第200話 ただ、それだけだった。
問われた瞬間、リオの脳裏にアストウよりは茶色に近い赤い髪が浮かんだ。旅のあいだ、とかしたり編んだり結んだりした、その柔らかな手触りがよみがえる。それから赤みが強くよく動くハシバミ色の瞳が浮かび、すぐにレニの笑顔と小柄な体が浮かんでくる。
リオ。
嬉しそうに自分を呼び、弾かれたように側に駆け寄ってくる。
リオは少し黙ってから、ここにはいない何かに訴えるように答えた。
「私の望みは、ただあの人の側にいることだけでした」
リオは震える唇を噛みしめる。
心の奥底から熱い何かが溢れそうになり、思わず片手で両目を押さえた。
「側にいたい……。ただそれだけが……望みだった」
涙を止めようとしても出来ず、リオは声を殺して肩を小刻みに震わせる。
自分以外の誰であっても何であっても、レニのそばにいることは出来るのに。
何故、自分は自分以外の者ではないのか。
その苦しみが、絶え間なく心を苛む。
レニ……。レニ……!
叶わないとわかっていても、その幻に向かって手を伸ばし、心が血を吐くように叫び続けている。
アストウは、リオの心の痛みを察したように、その肩に手を置いた。
「ただそれだけでもね、叶わないことがある。辛いけれど」
アストウはリオの様子を観察しながら、付け加えた。
「その子のことが好きだったんだね? とても」
リオは何も答えなかった。
この痛みが、この苦しみが「好き」という言葉で表されるものなのだろうか。
今見ている現実が幻影のように薄れていき、代わりに記憶の中で鮮明なレニの姿が目の前に浮かんでくる。
赤茶色の髪、生き生きとした瞳、明るく優しい笑顔、幼さが多分に残る顔は、一人になると不安そうに寂しげになる。
レニを初めて見た時から、その表情を見ると胸が締め付けられそうな心地がした。
自分を見つけると、その表情が溶けて消え、心の底から嬉しそうで幸福そうな顔になった。
(寵姫さま)
自分の差し出した手を、レニがおずおずと、おっかなびっくり握り返してくる瞬間にいつも思う。
自分はこの時のために生まれてきたのだ、と。
父親を殺し、母親に捨てられ、兄に利用され、夫に疎んじられたこの少女を、この世界で一人ぼっちになることを運命づけられたこの人を一人にしないために、その奥底に封じ込められた寂しさや悲しみを慰め癒すために生まれてきたのだ、と。

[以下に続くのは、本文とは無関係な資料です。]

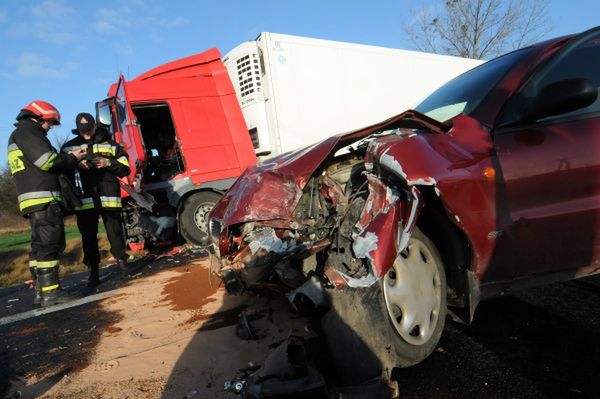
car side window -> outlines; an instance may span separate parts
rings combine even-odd
[[[566,79],[585,78],[600,88],[600,34],[596,34],[574,47],[558,62],[552,64],[548,61],[550,60],[544,62],[539,68],[539,72],[509,100],[498,120],[499,126],[518,124],[522,118],[522,112],[527,109],[532,101],[538,98],[544,87],[552,83]],[[542,118],[538,122],[578,117],[597,112],[600,112],[600,96],[596,98],[594,103],[585,108]]]
[[[549,69],[535,87],[538,92],[549,84],[574,78],[586,78],[600,89],[600,35],[588,40],[581,46],[573,49],[556,65]],[[600,96],[596,101],[585,108],[578,109],[566,114],[559,115],[560,118],[600,112]],[[555,119],[557,116],[546,119]]]

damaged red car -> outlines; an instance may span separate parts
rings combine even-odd
[[[447,313],[600,271],[599,86],[595,28],[251,167],[210,218],[218,273],[232,292],[315,276],[361,339],[416,364]]]

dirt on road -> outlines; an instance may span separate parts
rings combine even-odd
[[[242,310],[252,316],[262,339],[236,336]],[[9,397],[232,397],[223,392],[223,383],[238,370],[262,361],[290,332],[310,335],[306,320],[291,314],[283,299],[225,295],[219,281],[211,279],[206,259],[136,280],[96,305],[69,313],[62,323],[52,324],[53,314],[11,331],[23,345],[16,353],[22,357],[28,351],[32,359],[29,372],[13,381]],[[68,326],[91,330],[94,337],[71,334]],[[44,346],[40,341],[57,329],[67,336],[65,342],[39,352],[29,349],[26,341]],[[47,358],[51,353],[59,356]],[[15,358],[12,363],[21,364]],[[40,358],[45,367],[36,364]]]

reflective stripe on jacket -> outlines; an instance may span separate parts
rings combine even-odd
[[[86,141],[76,130],[72,140],[62,147],[62,152],[73,151],[82,145],[87,145],[87,159],[95,157],[107,158],[110,165],[106,168],[94,168],[84,170],[79,168],[76,172],[68,174],[73,184],[78,187],[82,195],[82,206],[75,211],[88,209],[120,209],[121,208],[121,186],[120,177],[129,175],[129,160],[123,148],[110,137],[110,132],[102,127],[96,128],[96,134],[92,140]]]
[[[37,122],[21,119],[8,139],[8,164],[15,179],[21,214],[60,202],[58,174],[75,168],[77,159],[59,154]]]

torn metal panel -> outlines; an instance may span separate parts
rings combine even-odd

その気持ちは、リオにとっては選びようのない、自分という存在の意味だった。
夢の中であるかのように、アストウの声が響く。
(その子も……あんたと一緒にいたかったと思うよ)
リオはしばらく黙ってから、消え入りそうな声で呟く。
(本当に?)
リオの前にいるレニが指を伸ばし、リオの白い頬を伝う涙を優しくぬぐって囁いた。
本当だよ、リオ。
私、リオのことが大好きだったんだ。
本当ですか? レニさま。
うん。
リオの目の前にレニの照れ臭そうな笑顔が浮かぶ。涙を流すリオを抱き締めて、小さな声で囁く。
私も、リオの側にいたかったよ。ずっと……。
リオは寝台の中で静かに涙を流し続ける。
レ二。
あなたの居場所を作ることが、俺がこの世界で生きる意味で、俺にとっても唯一の居場所だったんだ。
俺のそんな気持ちを、あなたは知っていただろうか。
「もう少し休んでいなよ。後で食事を持ってくるから」
アストウは労わるように声をかけると、物思いに沈んだリオを寝台に残してソッと席を立った。